当爹的教训不成器的儿子,揍一顿屁股那是情理之中,但谢迢毕竟是女儿身,那句“打臀”一出,当即被吓得面无人色。
她使出了吃奶的劲儿抱着谢岐的大腿求。
爹啊!你就是我亲爹!!
求你罢手吧!
她若不卑不亢坦然受罚,倒有几分君子该有的担当与骨气,偏生摆出这副没出息的怂样,哭得一把鼻涕一把泪。
谢岐气笑了。
男人无情睥她,嗓音彻底沉冷了下来,“撒手。”
他愈发铁了心要教训她一顿。
“……”
谢迢闭了闭眼。
她心里清楚,若是继续求,恐怕就不止是一顿打这么简单了。
只是……
这未免也太难以接受了。
先不说她心理年龄已经不小,谢岐在她眼里又不是亲爹,真按血脉关系算,也只不过是舅舅罢了,便是在男女有别上,她也接受不了被这般责罚。

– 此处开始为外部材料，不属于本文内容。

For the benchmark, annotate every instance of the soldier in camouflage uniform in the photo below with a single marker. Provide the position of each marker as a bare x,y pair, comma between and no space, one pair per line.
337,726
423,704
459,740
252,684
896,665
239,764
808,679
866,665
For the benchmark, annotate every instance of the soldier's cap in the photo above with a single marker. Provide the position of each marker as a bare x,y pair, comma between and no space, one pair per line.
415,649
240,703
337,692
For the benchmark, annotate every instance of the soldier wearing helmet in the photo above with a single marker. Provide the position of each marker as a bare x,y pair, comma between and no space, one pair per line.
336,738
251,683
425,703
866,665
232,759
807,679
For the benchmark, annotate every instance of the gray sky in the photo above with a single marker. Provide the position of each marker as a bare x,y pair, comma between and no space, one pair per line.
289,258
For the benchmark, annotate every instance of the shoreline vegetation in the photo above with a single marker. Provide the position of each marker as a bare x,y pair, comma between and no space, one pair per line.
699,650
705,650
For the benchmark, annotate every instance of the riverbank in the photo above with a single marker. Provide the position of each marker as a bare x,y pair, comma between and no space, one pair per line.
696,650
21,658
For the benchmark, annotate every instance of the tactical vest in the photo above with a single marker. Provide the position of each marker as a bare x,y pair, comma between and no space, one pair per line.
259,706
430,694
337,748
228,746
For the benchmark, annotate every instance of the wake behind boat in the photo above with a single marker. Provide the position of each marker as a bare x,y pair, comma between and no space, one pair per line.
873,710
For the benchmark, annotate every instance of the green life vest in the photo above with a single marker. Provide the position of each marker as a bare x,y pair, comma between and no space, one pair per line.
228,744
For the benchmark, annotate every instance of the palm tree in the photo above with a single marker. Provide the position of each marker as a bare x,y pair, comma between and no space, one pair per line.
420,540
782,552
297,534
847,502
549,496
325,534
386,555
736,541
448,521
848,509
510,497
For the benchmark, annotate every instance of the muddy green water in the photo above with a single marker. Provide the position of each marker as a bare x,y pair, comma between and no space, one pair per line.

好在谢岐并没有让她皮开肉绽的意思,虽名为责臀,却并非传家法杖责,也没有勒令她脱裤子。
只是隔着衣物打。
谢迢在那道冰冷视线的注视下,绝望地深吸一口气。
她伏上了眼前的矮凳。
身后的一切都处于视线盲区,她闭着眼睛,尚未来得及酝酿情绪,便只听得一道戒尺破空袭来的声音,“啪”的一声,令她浑身一颤。
继而是第二下,第三下……
谢岐虽为文官,手却极稳,次次皆带着凌厉劲风刮过耳畔。
谢迢霎时冷汗顺着脸颊滑落,疼痛顺着臀蔓延出去,两只手死死地攥着凳面的边缘,指节泛白。
她牙关咬得死紧,一声不吭。
谢岐见她沉默受罚,不再哭天喊地,倒有些意外。
他面色稍霁,终于有了几分耐性与她仔细讲道理:“你可知今日错在何处?非在能力,而在态度怠慢。”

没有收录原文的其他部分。